| 2002年09月09日(月) |
嫌な自分(まとまりのない文章です) |
飲み会があったので、ちょっと街中へ行ってまいりました。 人を持っていると、通りの向こうで懸命に声をかける人たち。 気になって近寄ってみると、『心臓病の子供に渡米費用を』という募金活動でした。 半分財布を開きかけている私。 でも、募金はしませんでした。
ふと握った千円札ですが、これが何の役になるのでしょうか?
アメリカの物価は知らないので、日本並と考えて見ます。 普通の食事を1〜2回分でしょう。 付き添うのは両親ですから、彼ら2人の1日分の食事代にもなりません。 私一人が動かないでも、生き延びられる可能性はさほど変わらないでしょう。 それよりも、アジア・アフリカの人に千円を送れば、たくさん命が助かる。
おかしいですよね。 命の価値に違いがあるわけじゃない。 それなのに、等価で一人も助けられないのと複数の人が助けられる現状。 残酷なことを言います。 この心臓病の子供が渡米費用が集まらずに死んでしまった。すると、集まったお金は何人の人の命を助けるために使うのでしょうか?
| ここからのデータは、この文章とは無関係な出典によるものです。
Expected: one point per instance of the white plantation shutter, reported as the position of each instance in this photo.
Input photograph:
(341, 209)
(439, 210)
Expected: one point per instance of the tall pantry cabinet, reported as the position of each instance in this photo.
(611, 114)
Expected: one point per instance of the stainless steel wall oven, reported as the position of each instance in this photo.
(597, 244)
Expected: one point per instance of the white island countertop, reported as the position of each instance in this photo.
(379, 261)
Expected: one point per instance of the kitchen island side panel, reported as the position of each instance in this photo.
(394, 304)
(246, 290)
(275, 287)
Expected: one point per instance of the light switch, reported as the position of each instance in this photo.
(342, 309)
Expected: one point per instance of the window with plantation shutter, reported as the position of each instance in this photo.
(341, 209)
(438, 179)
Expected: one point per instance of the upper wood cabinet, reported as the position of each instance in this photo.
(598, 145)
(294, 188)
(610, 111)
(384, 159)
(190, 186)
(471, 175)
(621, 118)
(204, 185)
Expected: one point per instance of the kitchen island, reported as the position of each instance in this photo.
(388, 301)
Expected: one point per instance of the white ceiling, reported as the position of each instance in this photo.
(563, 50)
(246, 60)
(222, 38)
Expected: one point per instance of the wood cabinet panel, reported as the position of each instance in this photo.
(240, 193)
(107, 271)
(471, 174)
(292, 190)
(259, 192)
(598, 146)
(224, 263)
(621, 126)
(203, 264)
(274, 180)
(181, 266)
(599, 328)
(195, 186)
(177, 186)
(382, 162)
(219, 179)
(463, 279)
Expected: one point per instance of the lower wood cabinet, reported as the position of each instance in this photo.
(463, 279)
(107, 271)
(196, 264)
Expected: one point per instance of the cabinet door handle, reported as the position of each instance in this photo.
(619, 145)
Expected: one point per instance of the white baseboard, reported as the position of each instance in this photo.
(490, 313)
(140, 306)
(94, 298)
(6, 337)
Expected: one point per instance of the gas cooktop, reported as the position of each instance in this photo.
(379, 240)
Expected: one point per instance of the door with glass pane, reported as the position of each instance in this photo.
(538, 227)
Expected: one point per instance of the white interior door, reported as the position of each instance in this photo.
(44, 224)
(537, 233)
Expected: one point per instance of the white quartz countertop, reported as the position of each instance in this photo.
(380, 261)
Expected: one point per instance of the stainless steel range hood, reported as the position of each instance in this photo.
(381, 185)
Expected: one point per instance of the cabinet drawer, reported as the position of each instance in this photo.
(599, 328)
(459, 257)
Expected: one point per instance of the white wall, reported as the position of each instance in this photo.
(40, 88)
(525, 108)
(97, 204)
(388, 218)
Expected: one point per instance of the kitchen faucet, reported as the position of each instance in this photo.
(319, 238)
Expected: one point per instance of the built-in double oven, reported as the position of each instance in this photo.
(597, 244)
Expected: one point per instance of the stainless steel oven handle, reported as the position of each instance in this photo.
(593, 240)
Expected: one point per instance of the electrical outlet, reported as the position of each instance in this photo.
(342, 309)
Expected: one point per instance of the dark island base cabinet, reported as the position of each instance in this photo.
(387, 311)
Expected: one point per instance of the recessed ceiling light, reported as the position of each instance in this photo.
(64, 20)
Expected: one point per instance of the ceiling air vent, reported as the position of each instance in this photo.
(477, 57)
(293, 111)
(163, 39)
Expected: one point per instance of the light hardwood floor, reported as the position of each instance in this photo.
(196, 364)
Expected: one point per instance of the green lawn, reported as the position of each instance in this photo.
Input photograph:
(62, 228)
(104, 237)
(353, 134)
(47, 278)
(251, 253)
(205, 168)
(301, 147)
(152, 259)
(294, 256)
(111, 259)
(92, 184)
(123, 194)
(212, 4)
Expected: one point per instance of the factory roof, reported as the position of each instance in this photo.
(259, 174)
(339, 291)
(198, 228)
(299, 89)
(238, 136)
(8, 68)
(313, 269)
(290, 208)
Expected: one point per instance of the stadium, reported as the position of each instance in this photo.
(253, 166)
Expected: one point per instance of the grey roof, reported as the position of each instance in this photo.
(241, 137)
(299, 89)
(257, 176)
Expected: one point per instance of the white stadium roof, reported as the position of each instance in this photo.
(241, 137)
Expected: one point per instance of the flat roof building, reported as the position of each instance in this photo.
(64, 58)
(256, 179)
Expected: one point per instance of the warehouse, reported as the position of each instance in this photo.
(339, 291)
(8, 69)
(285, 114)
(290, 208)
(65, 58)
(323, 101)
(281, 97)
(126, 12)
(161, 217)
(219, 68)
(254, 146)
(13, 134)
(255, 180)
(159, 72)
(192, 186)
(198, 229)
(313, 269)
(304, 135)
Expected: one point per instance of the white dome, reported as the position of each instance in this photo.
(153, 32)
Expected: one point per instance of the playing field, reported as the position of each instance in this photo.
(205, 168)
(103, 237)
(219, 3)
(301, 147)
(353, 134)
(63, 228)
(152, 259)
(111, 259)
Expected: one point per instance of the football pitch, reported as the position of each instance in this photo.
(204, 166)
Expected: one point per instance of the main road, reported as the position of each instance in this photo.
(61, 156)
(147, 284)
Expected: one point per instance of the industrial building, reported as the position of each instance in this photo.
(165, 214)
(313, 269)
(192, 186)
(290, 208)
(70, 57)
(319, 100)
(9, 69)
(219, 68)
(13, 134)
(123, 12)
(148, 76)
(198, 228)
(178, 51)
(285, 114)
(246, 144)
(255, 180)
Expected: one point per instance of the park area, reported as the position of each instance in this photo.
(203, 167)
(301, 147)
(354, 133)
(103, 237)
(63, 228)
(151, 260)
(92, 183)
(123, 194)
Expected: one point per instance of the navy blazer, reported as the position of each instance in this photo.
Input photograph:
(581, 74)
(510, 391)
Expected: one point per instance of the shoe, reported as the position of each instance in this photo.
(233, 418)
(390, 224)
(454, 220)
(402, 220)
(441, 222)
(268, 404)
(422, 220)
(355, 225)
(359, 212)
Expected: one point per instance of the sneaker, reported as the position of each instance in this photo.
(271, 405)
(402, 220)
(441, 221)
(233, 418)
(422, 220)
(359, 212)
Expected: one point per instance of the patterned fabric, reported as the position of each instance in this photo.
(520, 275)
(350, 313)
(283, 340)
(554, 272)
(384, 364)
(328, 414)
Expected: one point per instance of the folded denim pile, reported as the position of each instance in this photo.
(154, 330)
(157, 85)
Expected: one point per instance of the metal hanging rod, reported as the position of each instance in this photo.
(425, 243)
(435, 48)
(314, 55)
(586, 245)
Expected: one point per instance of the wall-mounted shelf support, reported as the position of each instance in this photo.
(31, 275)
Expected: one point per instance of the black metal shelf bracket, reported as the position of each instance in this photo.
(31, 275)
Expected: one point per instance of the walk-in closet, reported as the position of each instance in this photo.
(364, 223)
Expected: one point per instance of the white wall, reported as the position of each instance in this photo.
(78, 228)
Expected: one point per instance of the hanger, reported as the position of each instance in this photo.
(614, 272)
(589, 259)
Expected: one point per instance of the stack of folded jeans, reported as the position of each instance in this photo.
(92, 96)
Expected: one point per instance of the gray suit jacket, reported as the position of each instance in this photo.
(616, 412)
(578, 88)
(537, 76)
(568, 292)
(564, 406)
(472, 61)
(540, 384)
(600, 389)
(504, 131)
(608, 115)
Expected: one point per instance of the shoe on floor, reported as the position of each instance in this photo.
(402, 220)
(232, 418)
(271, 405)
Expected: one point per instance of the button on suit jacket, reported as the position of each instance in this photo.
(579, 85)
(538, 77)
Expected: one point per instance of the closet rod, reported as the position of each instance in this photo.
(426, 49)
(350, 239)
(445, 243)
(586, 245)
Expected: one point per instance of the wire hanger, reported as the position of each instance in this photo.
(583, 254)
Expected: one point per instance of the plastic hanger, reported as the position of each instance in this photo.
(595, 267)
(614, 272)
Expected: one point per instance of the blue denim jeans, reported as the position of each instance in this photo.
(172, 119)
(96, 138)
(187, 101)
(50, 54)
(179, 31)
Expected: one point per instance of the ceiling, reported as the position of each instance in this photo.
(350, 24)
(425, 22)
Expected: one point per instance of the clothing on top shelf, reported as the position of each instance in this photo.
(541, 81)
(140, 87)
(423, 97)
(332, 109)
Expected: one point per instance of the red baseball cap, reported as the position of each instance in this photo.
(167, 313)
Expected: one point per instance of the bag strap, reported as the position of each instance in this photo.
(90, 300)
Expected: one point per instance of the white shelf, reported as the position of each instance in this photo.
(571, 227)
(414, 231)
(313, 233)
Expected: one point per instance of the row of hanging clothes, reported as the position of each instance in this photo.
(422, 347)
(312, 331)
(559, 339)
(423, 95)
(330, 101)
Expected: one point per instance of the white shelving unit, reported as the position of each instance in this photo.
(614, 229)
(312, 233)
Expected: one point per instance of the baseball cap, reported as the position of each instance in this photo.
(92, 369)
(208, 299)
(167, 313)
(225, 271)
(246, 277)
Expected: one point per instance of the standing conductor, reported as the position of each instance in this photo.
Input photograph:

誰もが飢えや病気で死亡するのは避けたいことでしょう。 天寿をまっとうできるにこしたことはないでしょう。 現実は違っていたとしても。
「100人殺して1人生かすこと」 「1人生かして100人殺すこと」 どちらが正しいとは判断できません。 眼の前で死にそうな人がいれば手を差し伸べてしまいますし、 遠い国で無残に死んでいく人がいても心が痛みません。 殺されたほうは悪魔と罵り、 生かされたほうには神様と崇められる。 行為自体に正しさというものはないでしょう。 悩んで、悔やんで、自分で心にオモリをつけるだけなのです。
結局、千円札はこの子の募金箱には入りませんでした。
帰りのコンビニで、握り締めた千円札を募金箱に入れていた私がいました。 かってな自己満足。 見える人に手を差し伸べず、見えない人を助けた気になる自分。
あまり関係はないのかもしれませんが、今日の行動は朝の電車が起因。 座席に荷物を置く男が二人。 何人も近づいて、何もいわずにいる。 電車内は込んでいて、座れるはずの席を独占している人たち。 恨めしそうに見る人。 「なんで、座ることを自己主張しないの?」
何もしない人たちが嫌だった。 何かしたい自分がいた。 何もしなかった自分に腹が立った。 だから、ごまかしのためにお金を握り締めていた。 結局、彼ら降りるまで、座席の上には荷物が置かれていた。